Die durch die Wirtschaftskrise von 1929/1930 gebeutelte Arbeiterschaft trat 1931 in den Streik. Unmittelbarer Auslöser war die Einführung eines neuen Systems zur Webstuhlbetreuung. Nach vier Monaten wurde der Streik gebrochen, ohne dass grössere Konzessionen gemacht wurden. Die Ereignisse jener Monate gingen als der «Bleichestreik» ins Gedächtnis der Walder ein.[5] Bis 1936 ging es der Firma schlecht, danach konnte sie unter anderem wegen der Abwertung des Schweizer Frankens wieder Gewinn erzielen. Vor allem auch die Einführung von Kunstfasern als Rohstoff ermöglichte es ihr, die Krisen der späten 1930er und 1940er Jahre zu überstehen. Als im Zweiten Weltkrieg zwischenzeitlich gar keine Baumwolle mehr importiert werden konnte, erwies sich diese Umstellung auf Kunstgewebe als Glücksgriff.

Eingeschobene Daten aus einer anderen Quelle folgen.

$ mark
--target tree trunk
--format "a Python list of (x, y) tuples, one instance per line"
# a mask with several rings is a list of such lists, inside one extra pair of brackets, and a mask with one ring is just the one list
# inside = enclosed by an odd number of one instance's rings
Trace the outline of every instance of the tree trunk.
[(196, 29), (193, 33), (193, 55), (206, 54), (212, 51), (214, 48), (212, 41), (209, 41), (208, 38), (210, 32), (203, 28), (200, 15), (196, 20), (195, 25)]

Eine Woche vor dem Ausbruch des Zweiten Weltkrieges verwüstete ein Hochwasser 1939 grosse Teile des Zürcher Oberlandes. Die Fabrik in der Hueb wurde komplett zerstört. Nach dem Krieg wurde 1947 die Weberei Bleichewies erweitert und ausländische Arbeiter, zuerst vor allem aus Italien, dann auch aus Jugoslawien, stiessen zur Belegschaft. Einige von ihnen stammten aus Albino und waren zuvor bei dem Schwesterunternehmen Cotonificio Honegger tätig. In diesen Jahren wurde der Betrieb durch Investitionen maschinell auf der Höhe der Zeit gehalten.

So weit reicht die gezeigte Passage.